I have the privilege of being both a writer and a performer, and so my readings were fuelled by a performative sense of the words that helped find a great connection with my readers. It is always a pity that writers never happen to see their readers, while performers do everyday. This is why I am so keen on making as many readings of my work as I can, it has always provided me with a kind of feedback and support that triggers the next step in my writing. I do have a strong and almost personal relation with my readers, partly because of the nature and style of my writing that is accessible to everyone, but also because of the topics that I deal with, which speak to everyone in a personal tone, and create a kind of intimacy versus the hierarchy between the old writer (often male) in possession of knowledge and kindly educating the reader (!!).

I like to think that my readers and I are on the same platform, equal citizens searching for communication and exploring the world, as much as we explore who we are in the mirror of the others.
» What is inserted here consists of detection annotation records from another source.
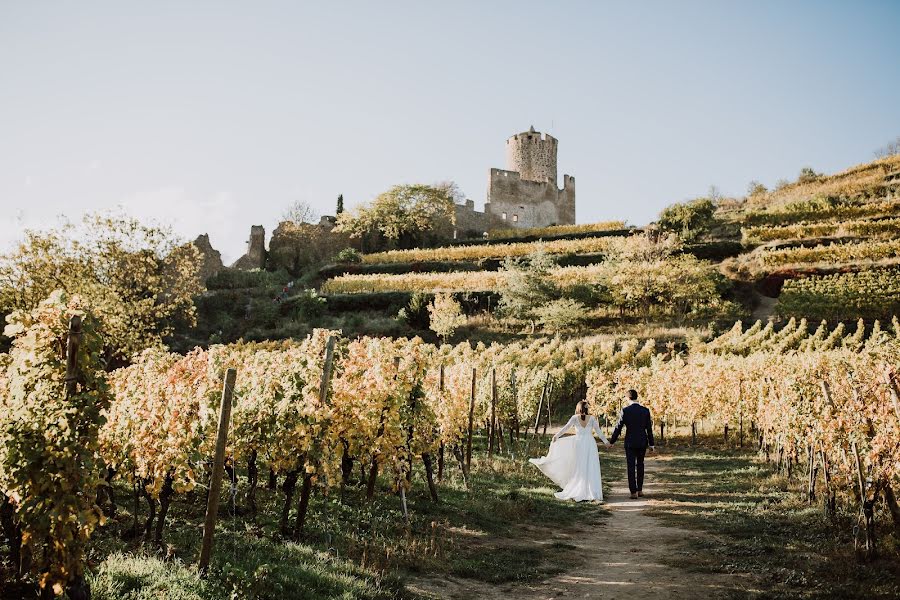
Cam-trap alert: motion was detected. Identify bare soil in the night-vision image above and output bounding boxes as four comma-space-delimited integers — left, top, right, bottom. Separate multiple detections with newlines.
409, 455, 758, 600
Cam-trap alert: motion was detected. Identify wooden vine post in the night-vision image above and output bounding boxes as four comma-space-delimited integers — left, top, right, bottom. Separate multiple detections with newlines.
366, 356, 400, 501
438, 363, 444, 482
488, 369, 497, 457
294, 335, 336, 538
850, 442, 877, 558
62, 315, 91, 600
528, 373, 550, 452
466, 367, 475, 470
541, 382, 553, 435
198, 369, 237, 573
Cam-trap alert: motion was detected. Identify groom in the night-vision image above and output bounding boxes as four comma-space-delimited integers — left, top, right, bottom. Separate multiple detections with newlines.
609, 390, 653, 499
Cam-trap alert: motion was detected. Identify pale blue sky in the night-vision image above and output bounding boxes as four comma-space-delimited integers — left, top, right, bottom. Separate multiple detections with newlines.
0, 0, 900, 259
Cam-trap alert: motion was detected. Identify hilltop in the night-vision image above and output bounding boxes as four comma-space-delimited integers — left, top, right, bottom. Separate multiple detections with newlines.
179, 155, 900, 352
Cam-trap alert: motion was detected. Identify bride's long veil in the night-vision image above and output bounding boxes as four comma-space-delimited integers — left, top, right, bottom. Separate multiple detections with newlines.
531, 435, 576, 488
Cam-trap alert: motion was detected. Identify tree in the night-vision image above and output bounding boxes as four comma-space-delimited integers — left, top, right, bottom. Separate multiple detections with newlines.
657, 198, 716, 241
335, 184, 456, 251
281, 200, 319, 225
428, 294, 466, 343
797, 167, 821, 183
269, 221, 350, 276
0, 215, 203, 368
500, 251, 560, 333
747, 179, 769, 197
875, 135, 900, 158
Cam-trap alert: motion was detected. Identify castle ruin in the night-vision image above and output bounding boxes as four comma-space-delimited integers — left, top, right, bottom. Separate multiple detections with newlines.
456, 127, 575, 237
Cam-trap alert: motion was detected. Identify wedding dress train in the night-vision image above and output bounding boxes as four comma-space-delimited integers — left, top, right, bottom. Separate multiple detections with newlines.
531, 415, 607, 501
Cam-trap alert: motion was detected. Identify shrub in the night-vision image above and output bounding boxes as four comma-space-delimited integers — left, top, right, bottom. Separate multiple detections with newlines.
334, 248, 362, 264
428, 294, 466, 342
292, 290, 325, 321
657, 198, 716, 241
397, 292, 432, 329
536, 298, 585, 332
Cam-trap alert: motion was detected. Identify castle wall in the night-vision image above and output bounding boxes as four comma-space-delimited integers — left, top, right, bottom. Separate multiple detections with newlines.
231, 225, 266, 271
485, 169, 575, 228
454, 200, 498, 239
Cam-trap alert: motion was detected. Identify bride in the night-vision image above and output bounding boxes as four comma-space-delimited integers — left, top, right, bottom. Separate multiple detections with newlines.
531, 400, 609, 502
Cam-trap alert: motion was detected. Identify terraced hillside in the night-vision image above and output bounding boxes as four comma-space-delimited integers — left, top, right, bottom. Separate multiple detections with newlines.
185, 156, 900, 352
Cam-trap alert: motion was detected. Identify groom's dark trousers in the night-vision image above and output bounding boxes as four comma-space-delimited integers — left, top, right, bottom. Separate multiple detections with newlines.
625, 446, 647, 494
609, 402, 654, 494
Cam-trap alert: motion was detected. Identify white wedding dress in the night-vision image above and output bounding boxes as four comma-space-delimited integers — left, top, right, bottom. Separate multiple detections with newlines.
531, 415, 607, 501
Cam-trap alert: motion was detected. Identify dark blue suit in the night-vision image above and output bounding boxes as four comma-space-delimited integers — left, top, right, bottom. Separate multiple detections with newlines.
609, 402, 654, 494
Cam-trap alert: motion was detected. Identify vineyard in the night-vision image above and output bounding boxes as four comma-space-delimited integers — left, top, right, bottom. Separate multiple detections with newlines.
322, 265, 604, 294
363, 237, 623, 264
777, 268, 900, 321
0, 295, 900, 597
741, 218, 900, 244
488, 221, 627, 240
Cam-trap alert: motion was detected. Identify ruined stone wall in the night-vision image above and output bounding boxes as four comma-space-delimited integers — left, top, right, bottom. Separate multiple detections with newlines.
485, 169, 575, 228
231, 225, 266, 271
194, 233, 223, 287
454, 200, 498, 239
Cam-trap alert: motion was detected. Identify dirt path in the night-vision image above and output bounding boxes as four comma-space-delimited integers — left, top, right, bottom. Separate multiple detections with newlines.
410, 457, 749, 600
750, 294, 778, 323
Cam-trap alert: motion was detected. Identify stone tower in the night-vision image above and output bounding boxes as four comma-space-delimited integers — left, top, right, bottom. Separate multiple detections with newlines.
231, 225, 266, 271
506, 126, 557, 183
484, 127, 575, 228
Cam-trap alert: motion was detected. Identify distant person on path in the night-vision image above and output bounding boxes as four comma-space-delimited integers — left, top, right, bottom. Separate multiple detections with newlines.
609, 390, 654, 499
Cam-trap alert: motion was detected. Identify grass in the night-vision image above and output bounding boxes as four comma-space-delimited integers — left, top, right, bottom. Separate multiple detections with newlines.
654, 440, 900, 599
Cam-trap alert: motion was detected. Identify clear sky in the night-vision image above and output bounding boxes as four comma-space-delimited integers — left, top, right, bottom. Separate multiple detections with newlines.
0, 0, 900, 260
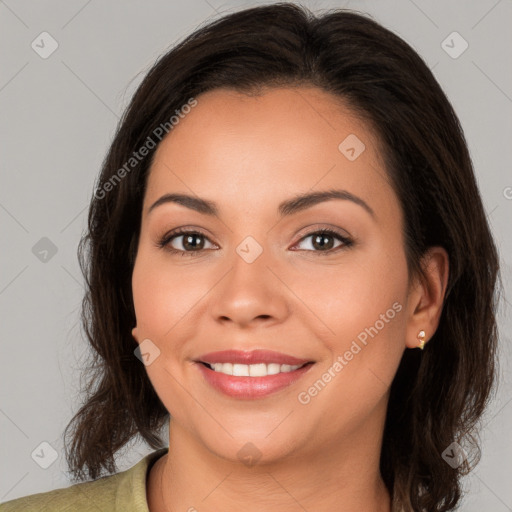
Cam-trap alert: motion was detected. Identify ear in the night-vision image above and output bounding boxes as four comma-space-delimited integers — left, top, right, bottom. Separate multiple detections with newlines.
405, 247, 449, 348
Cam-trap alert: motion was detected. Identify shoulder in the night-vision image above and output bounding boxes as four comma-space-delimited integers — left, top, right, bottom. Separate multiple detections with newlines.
0, 448, 167, 512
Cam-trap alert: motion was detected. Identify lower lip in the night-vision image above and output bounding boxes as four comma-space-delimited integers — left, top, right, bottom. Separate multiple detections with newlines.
196, 363, 313, 400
In that sense, the way my readers see me, or connect with me, recreates who I am, gives a new social identity, “re-writes me.”
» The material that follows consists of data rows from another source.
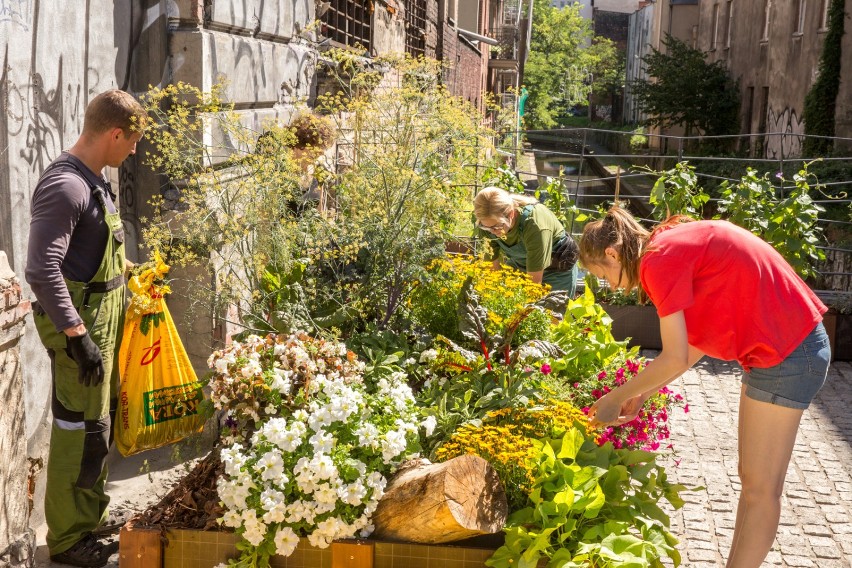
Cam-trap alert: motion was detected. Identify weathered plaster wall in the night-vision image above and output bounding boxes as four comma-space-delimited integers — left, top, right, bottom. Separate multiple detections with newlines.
699, 0, 852, 158
0, 0, 159, 526
0, 251, 35, 568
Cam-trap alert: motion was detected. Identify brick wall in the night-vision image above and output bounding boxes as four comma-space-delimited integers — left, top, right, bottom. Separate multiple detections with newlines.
441, 22, 486, 108
425, 0, 442, 59
0, 251, 35, 567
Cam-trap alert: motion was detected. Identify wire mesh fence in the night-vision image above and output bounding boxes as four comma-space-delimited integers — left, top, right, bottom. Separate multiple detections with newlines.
498, 128, 852, 292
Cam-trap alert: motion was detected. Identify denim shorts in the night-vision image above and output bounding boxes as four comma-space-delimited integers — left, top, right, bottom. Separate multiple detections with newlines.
742, 322, 831, 410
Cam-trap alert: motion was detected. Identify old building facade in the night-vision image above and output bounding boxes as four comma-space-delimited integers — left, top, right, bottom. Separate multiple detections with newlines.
697, 0, 852, 158
623, 0, 699, 133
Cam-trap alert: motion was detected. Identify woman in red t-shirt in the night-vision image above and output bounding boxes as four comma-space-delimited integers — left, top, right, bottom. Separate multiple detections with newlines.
580, 207, 831, 568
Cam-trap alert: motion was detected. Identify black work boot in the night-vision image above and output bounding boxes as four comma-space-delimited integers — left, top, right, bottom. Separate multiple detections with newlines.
92, 509, 133, 537
50, 534, 118, 568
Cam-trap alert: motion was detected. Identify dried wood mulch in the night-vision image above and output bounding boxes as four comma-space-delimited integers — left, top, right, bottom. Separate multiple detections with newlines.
130, 448, 225, 533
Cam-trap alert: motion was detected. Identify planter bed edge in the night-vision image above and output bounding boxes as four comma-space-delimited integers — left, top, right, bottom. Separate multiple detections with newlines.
119, 526, 506, 568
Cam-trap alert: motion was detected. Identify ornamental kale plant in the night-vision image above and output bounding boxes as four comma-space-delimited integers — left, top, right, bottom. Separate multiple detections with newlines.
211, 334, 434, 567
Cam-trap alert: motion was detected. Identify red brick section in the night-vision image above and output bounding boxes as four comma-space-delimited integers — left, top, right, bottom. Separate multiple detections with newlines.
441, 22, 488, 108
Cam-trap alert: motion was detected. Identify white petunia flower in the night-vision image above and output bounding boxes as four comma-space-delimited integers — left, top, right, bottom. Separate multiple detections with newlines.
274, 527, 299, 556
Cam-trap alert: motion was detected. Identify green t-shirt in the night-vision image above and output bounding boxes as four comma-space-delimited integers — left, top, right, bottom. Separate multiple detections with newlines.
486, 203, 565, 272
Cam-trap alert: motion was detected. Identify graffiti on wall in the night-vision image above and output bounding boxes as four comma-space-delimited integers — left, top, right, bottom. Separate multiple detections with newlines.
766, 107, 805, 159
0, 0, 33, 31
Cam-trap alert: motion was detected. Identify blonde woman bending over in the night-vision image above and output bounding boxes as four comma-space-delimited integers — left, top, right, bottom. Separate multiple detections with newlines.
473, 187, 577, 296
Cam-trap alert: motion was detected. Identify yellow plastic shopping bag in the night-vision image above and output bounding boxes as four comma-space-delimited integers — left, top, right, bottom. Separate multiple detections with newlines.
115, 253, 205, 456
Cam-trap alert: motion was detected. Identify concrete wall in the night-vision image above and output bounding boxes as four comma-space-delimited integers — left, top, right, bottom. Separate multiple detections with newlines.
698, 0, 852, 158
0, 0, 487, 544
0, 0, 156, 532
0, 251, 35, 567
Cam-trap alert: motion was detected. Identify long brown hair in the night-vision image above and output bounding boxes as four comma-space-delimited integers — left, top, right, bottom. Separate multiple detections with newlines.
580, 205, 695, 291
580, 205, 651, 291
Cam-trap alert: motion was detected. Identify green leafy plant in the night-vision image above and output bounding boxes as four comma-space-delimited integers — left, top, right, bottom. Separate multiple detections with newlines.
719, 164, 825, 278
639, 162, 710, 220
308, 50, 500, 333
550, 288, 638, 382
486, 427, 687, 568
802, 0, 846, 157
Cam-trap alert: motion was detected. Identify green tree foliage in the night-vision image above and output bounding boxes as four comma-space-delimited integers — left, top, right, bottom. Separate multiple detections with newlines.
802, 0, 846, 156
631, 35, 740, 136
524, 0, 623, 129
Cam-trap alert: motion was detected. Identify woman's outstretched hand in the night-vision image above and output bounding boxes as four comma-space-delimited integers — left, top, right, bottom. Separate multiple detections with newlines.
589, 390, 645, 428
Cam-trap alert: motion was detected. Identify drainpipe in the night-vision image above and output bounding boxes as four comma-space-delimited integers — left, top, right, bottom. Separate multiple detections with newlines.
457, 28, 500, 45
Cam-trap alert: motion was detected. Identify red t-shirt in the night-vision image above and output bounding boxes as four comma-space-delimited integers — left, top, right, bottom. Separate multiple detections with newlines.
639, 221, 827, 369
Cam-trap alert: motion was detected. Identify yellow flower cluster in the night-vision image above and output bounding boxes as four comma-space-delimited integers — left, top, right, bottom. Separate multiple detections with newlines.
435, 401, 588, 500
435, 424, 535, 494
127, 250, 172, 318
428, 255, 550, 307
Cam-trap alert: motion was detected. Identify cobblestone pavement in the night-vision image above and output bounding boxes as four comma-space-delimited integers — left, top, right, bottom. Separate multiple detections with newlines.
660, 351, 852, 568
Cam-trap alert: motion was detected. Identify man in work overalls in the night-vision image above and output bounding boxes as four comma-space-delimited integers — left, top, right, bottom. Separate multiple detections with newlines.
26, 90, 147, 567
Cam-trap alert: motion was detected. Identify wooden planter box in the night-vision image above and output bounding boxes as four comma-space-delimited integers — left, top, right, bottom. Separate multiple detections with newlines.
601, 304, 663, 349
119, 527, 502, 568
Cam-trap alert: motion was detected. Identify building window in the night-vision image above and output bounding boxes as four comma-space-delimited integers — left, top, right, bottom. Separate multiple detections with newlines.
320, 0, 372, 51
795, 0, 808, 34
760, 0, 772, 41
725, 0, 734, 48
710, 4, 719, 51
405, 0, 426, 57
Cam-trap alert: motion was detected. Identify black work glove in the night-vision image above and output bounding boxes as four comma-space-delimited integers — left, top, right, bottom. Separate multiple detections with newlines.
65, 332, 104, 387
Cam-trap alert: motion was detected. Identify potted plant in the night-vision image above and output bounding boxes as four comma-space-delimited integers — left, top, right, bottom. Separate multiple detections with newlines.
586, 275, 663, 349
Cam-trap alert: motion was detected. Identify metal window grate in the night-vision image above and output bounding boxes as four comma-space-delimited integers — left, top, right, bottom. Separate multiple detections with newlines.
405, 0, 426, 56
321, 0, 372, 50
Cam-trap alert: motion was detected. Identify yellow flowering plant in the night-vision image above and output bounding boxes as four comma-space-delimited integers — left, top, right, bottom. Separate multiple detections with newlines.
410, 255, 551, 345
435, 400, 588, 511
127, 250, 172, 335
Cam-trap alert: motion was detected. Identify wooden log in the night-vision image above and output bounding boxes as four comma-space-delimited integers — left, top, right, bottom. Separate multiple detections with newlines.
372, 454, 509, 544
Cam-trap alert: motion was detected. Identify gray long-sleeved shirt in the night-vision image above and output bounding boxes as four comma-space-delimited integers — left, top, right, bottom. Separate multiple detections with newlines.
24, 152, 116, 331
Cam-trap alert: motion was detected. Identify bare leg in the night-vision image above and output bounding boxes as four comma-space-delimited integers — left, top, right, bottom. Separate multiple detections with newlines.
727, 386, 803, 568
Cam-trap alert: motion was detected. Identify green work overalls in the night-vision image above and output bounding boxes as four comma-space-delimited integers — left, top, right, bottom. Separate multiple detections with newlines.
34, 162, 124, 555
489, 205, 577, 297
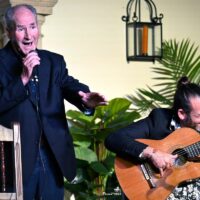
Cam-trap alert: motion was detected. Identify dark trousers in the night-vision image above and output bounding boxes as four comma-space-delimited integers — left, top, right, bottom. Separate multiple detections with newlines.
23, 147, 64, 200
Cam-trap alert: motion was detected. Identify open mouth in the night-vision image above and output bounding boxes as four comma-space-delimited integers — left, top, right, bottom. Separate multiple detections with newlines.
23, 42, 33, 46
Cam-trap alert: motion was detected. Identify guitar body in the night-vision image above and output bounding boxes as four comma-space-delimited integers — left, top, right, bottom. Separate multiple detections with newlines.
115, 128, 200, 200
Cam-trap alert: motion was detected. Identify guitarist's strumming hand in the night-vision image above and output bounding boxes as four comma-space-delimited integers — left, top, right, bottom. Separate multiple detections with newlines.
142, 147, 178, 176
In your poem “The Illiterate Writer”, you describe the writer as “Struggling like an immigrant / Or a native illiterate / To create loss […] With words / That nobody knows / Nobody reads / And even she – he – cannot / Understand.” And yet, despite this sense of loss, you continue to write. Is it because you want to feel that you are somehow countering the “sudden slowness,” of “death taking hold / of its territory,” as you write in “Sudden Slowness”?
…!

In your work as an educator working through theatre you believe that one cannot work with marginalized groups without dealing with, or taking stock of, the economic, social and political context in which they live. Doesn’t the same apply to non-marginalized groups?
Of course, only the difference is that with the marginalized groups of non-performers, these conditions become also the material of their work, the topics of their performances and the source/motivation of their improvisation, so these conditions acquire more importance because they are everything in the process. With performers/non-marginalized people, these conditions are considered as factors, but we know that they will not be as vital as in the other case. We know that these people would play any role, and get into any character because it is what they do, and so while the marginalized present themselves in person and realize a socio-political presence in their society, the others are only representatives of them.
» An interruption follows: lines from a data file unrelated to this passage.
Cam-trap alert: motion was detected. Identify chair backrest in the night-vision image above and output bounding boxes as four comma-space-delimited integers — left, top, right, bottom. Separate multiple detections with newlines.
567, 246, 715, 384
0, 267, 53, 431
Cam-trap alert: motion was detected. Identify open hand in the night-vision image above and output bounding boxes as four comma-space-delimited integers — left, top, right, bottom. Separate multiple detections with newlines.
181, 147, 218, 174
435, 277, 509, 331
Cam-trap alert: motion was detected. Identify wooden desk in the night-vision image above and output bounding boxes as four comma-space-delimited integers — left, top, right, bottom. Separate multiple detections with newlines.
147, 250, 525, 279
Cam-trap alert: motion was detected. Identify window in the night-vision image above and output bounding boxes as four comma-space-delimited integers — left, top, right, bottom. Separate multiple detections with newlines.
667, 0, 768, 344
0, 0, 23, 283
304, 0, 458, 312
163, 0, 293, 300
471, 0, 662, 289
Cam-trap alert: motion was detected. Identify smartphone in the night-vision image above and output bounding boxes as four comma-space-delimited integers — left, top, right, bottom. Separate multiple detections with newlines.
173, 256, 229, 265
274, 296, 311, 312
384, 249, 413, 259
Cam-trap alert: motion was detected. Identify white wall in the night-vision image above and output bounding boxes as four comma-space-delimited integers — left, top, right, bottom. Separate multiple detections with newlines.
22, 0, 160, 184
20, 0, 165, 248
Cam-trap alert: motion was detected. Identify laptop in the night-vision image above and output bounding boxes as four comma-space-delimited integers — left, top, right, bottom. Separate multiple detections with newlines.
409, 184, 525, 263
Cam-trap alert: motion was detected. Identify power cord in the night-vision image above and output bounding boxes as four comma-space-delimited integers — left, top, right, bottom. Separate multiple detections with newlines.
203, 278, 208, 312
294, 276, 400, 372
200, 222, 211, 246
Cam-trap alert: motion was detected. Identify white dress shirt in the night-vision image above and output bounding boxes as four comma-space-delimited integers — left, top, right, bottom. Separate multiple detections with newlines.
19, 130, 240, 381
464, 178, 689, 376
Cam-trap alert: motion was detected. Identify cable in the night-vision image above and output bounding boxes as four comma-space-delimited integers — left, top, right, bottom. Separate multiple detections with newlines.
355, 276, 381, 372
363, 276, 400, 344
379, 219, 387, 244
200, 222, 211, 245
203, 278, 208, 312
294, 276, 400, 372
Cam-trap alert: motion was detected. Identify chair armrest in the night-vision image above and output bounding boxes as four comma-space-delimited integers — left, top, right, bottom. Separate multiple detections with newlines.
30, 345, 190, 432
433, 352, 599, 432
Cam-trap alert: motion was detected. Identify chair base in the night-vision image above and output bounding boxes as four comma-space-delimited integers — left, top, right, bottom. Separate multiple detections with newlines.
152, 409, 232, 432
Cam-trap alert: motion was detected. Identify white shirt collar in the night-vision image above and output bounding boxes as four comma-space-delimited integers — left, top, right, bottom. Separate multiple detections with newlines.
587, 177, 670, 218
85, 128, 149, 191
Are the “arts” viewed as marginalized activities in Egypt? Do they inspire an elitist direction?
Egypt has such a great history with arts and culture, everybody knows it. Yet – as it is the case all over the world now – the culture of daily consumption, of pop art, has prevailed. This means that commercial movies, second rate pop songs, cheap video clips and void theatre shows, are ruling everywhere, at least ruling where money rules. So “Arts” which do not belong to that context are of course on the fringe, and I do not think that is synonymous with being elitist, because many of those artists come from social classes that are not elite at all, whether in the living pattern or in the thinking and values.

We must also take into account the fact that Egypt is a poor country, and so the economic conditions do not allow for fringe arts to become central, because they cannot answer the market’s demands on one hand, and on the other there is no economic, charitable or non-profit, structure to support them.